Auch das ist eine Schande! Ausgehend von einem Unternehmen vor unserer Haustüre, im Regierungspräsidium Freiburg!

Wer Fluchtursachen – und nicht Flüchtlinge – bekämpfen will, der muss Waffenexporte stoppen, der muss Konflikte zivil deeskalieren. Wer Fluchtursachen bekämpfen will, der muss eine gerechte Weltwirtschaftsordnung und eine gerechte Weltfriedensordnung schaffen. Wer verhindern will, dass Menschen ihre Heimat verlassen und fliehen müssen, der muss für ökologisch intakte Lebensbedingungen, für die Achtung der Bürger- und Menschenrechte, für gerechte und faire Arbeitsbedingungen, für Bildung und Gesundheit und für eine Gesellschaft der Toleranz und des Friedens sorgen.

Als einen der ersten Schritte in Richtung einer Weltfriedensordnung und der dramatischen Situation im Nahen und Mittleren Osten fordern wir:

  • Ein umfassendes Waffenembargo der Vereinten Nationen für den Export von atomaren, biologischen, chemischen und konventionellen Waffen in den Nahen und Mittleren Osten!

Folgen muss eine Ära der Abrüstung und Entmilitarisierung. Diese Friedenspolitik wäre ein dauerhafter Beitrag, die Kriege in Syrien, im Irak, im Jemen und anderswo zu stoppen, Gewaltstrukturen dauerhaft zu überwinden und den Menschen eine lebenswerte Heimat zurückzugeben.

Das ist die zweite Botschaft unserer heutigen Friedenskundgebung!

Liebe Friedensfreundinnen und Friedensfreunde, Freiburg und Südbaden stehen in diesen Tagen am Pranger einer kritischen Öffentlichkeit und der Medien in ganz Deutschland. Menschen ohne gesicherten Aufenthaltstitel wurden vor Freiburger Diskotheken abgewiesen. Flüchtlinge werden unter Generalverdacht gestellt. Und gestern haben Unbekannte mit einer Handgranate einen Anschlag auf eine Flüchtlingsunterkunft in Villingen-Schwenningen verübt. Was für ein Glück, dass der Sprengstoff nicht detonierte!

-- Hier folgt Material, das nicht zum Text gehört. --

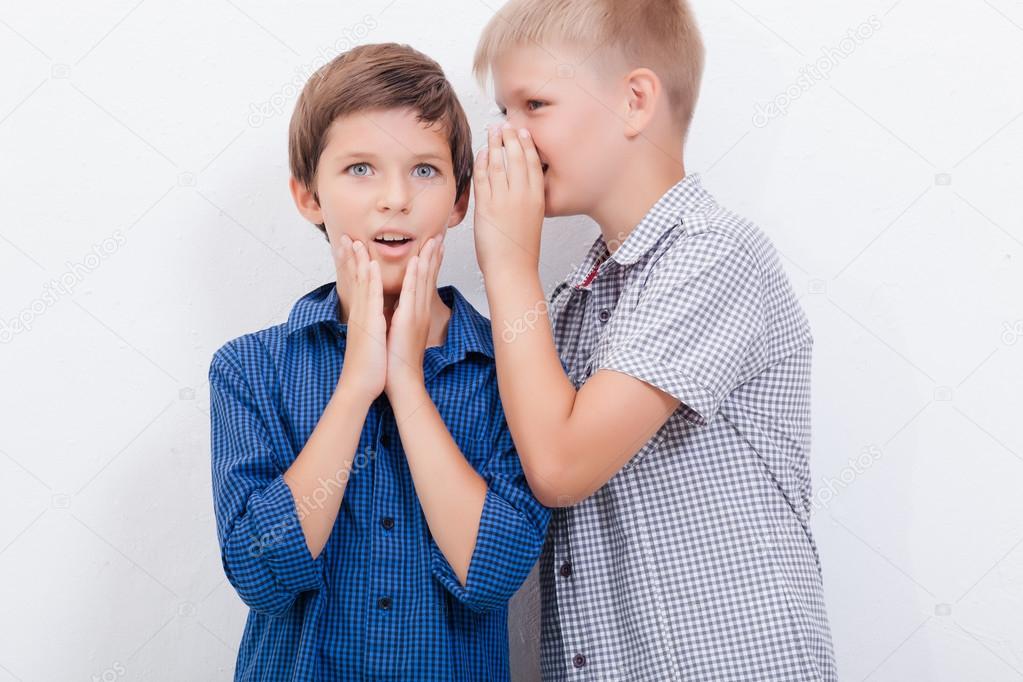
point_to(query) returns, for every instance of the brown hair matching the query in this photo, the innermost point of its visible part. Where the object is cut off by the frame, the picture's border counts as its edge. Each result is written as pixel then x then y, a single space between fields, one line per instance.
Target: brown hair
pixel 660 35
pixel 386 76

Das ist nicht unser Südbaden! Das ist nicht meine Heimat!

Lasst mich deshalb enden mit der dritten Botschaft und einem Bekenntnis, die von unserer heutigen Friedenskundgebung ausgeht:

  • Unsere Heimat ist Südbaden – eine Region mit weltoffenen, gastfreundlichen und friedliebenden Menschen.

Und damit uns unsere Heimat nicht von den Rechtsradikalen der Republikaner, der NPD und in der AFD genommen wird, fordere ich euch auf:

  • Setzt euch mit Mut und Zivilcourage ein gegen Grenzzäune aller Art,

gegen Obergrenzen zur Flüchtlingsabwehr

– setzt euch ein für eine Willkommenskultur für Menschen in Not!

  • Refugees are welcome in einem Freiburg, in einem Südbaden, in einem Deutschland, in dem humanistische und christliche Werte gelebt werden, in dem Ethik und Moral unser Handeln bestimmen!

Als Sprecher der bundesweiten Kampagne ‚Aktion Aufschrei – Stoppt den Waffenhandel!’ fordere ich deshalb heute in Freiburg:

  • Grenzen öffnen für Menschen – Grenzen schließen für Waffen!

Vielen Dank!

You're at the bottom!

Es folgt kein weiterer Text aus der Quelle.